Auto body repair, train tracks, palm tree
This morning, an everyday scene in the “light industrial” area of Redwood City by the train tracks. Except that I spotted Mark Pritchard getting into his car and I resolved instantly to blog the moment.
Every once in a while I look down a street like this and see not the baking heat, the bareness, and the wasteland qualities of it — the somewhat ugly strip-mallish-ness of the scene — but a strange beauty and a feeling that palm trees are inherently surreal. I try to imagine how the street would look to a tourist from a very different part of the world, from a crowded northern European city that has been building up on itself for hundred of years, or from somewhere tropical with a wetter climate. And at moments like those I realize I live in a frontier desert. It’s sunny and warm, there are palm trees, and yet everything is so dry in the dry season. The street, wires, palm trees, and white-painted buildings look like movie sets, as if built on a whim, and built for impermanence. The landscape suddenly is de-normalized to me during these unexpected shifts of perception.
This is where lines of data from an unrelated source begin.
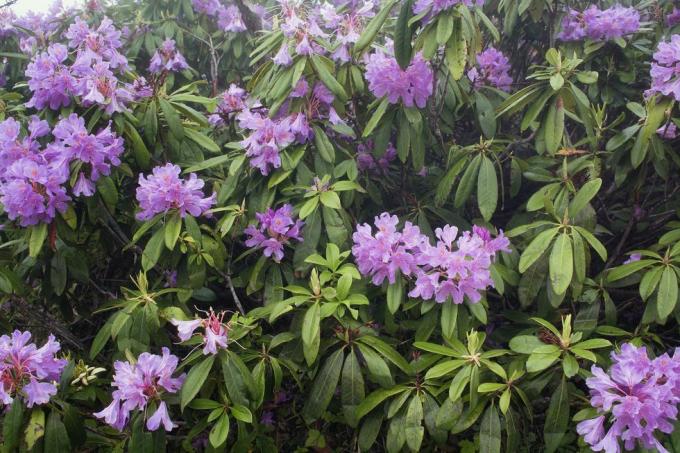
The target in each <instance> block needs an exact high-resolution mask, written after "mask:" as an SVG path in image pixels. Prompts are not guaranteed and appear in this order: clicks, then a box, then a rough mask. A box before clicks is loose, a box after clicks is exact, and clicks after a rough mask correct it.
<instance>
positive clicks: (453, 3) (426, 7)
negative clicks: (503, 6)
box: [413, 0, 484, 20]
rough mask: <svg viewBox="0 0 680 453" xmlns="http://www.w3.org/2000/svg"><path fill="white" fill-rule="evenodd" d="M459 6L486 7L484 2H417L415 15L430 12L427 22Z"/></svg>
mask: <svg viewBox="0 0 680 453" xmlns="http://www.w3.org/2000/svg"><path fill="white" fill-rule="evenodd" d="M459 4H463V5H465V6H478V7H481V6H482V5H484V0H416V2H415V3H414V4H413V13H414V14H416V15H418V14H422V13H425V12H426V11H429V12H428V13H427V15H426V16H425V19H426V20H427V19H429V18H431V17H434V16H436V15H437V14H439V13H440V12H442V11H446V10H447V9H451V8H453V7H454V6H456V5H459Z"/></svg>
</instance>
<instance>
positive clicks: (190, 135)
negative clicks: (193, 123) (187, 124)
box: [184, 129, 220, 153]
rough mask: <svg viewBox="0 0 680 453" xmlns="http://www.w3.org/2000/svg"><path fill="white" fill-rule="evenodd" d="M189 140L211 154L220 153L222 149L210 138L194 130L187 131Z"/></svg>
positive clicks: (188, 130) (191, 129)
mask: <svg viewBox="0 0 680 453" xmlns="http://www.w3.org/2000/svg"><path fill="white" fill-rule="evenodd" d="M184 133H185V134H186V136H187V138H188V139H189V140H191V141H192V142H194V143H196V144H197V145H198V146H200V147H202V148H204V149H205V150H207V151H210V152H211V153H219V152H220V147H219V145H217V143H215V142H214V141H213V140H212V139H211V138H210V137H208V136H207V135H205V134H202V133H200V132H198V131H195V130H193V129H185V130H184Z"/></svg>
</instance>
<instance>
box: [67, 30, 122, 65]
mask: <svg viewBox="0 0 680 453" xmlns="http://www.w3.org/2000/svg"><path fill="white" fill-rule="evenodd" d="M64 36H65V37H66V38H67V39H68V40H69V47H71V48H72V49H77V56H76V62H75V64H74V66H76V67H89V66H92V65H93V64H94V63H102V62H105V63H107V67H109V68H111V69H118V70H120V71H124V70H126V69H127V67H128V61H127V58H125V56H123V55H122V54H121V53H120V52H119V51H118V49H119V48H120V47H121V46H122V45H123V44H122V42H121V40H120V36H121V33H120V31H119V30H117V29H116V27H114V26H113V21H111V19H109V18H108V17H105V18H104V19H103V20H102V21H101V23H100V24H99V27H97V28H96V29H94V30H93V29H91V28H90V27H89V25H88V24H87V22H85V21H84V20H82V19H81V18H79V17H76V20H75V22H74V23H73V24H71V26H69V28H68V30H67V31H66V33H64Z"/></svg>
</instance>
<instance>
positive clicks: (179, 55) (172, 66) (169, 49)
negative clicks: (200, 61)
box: [149, 39, 189, 74]
mask: <svg viewBox="0 0 680 453" xmlns="http://www.w3.org/2000/svg"><path fill="white" fill-rule="evenodd" d="M188 67H189V65H188V64H187V61H186V60H185V59H184V56H183V55H182V54H181V53H179V51H178V50H177V47H176V45H175V40H174V39H166V40H165V41H163V44H161V46H160V47H159V48H158V49H156V53H154V54H153V56H152V57H151V61H150V62H149V72H151V73H153V74H160V73H161V72H163V71H171V72H178V71H183V70H185V69H187V68H188Z"/></svg>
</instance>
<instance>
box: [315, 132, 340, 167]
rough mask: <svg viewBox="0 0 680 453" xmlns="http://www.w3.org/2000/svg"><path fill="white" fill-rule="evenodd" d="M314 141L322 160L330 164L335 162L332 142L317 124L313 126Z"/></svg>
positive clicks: (327, 136)
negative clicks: (320, 155)
mask: <svg viewBox="0 0 680 453" xmlns="http://www.w3.org/2000/svg"><path fill="white" fill-rule="evenodd" d="M314 143H315V144H316V149H317V150H318V151H319V155H321V158H322V159H323V160H325V161H326V162H328V163H330V164H332V163H335V149H334V148H333V144H332V143H331V141H330V140H329V139H328V136H327V135H326V133H325V132H324V131H323V130H322V129H321V128H320V127H319V126H314Z"/></svg>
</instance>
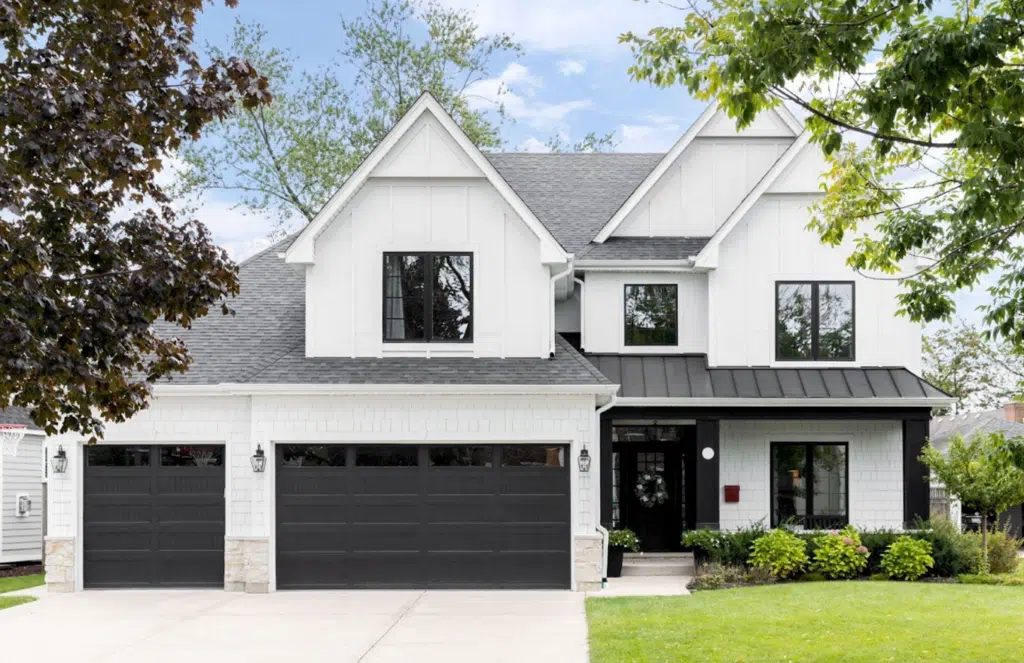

At moments like these I also long to see a record over time of everything I’m seeing, to see a movie of this same street corner 50 years ago and 50 years into the future, and I realize that to the past and the future, what I’m seeing right now would be quite strange.
Or, you know, I just wave and yell “Hi Mark!”
Related posts:



D’oh, I wish I had taken your picture! I had, however, just taken a picture of the tarry street from the opposite angle.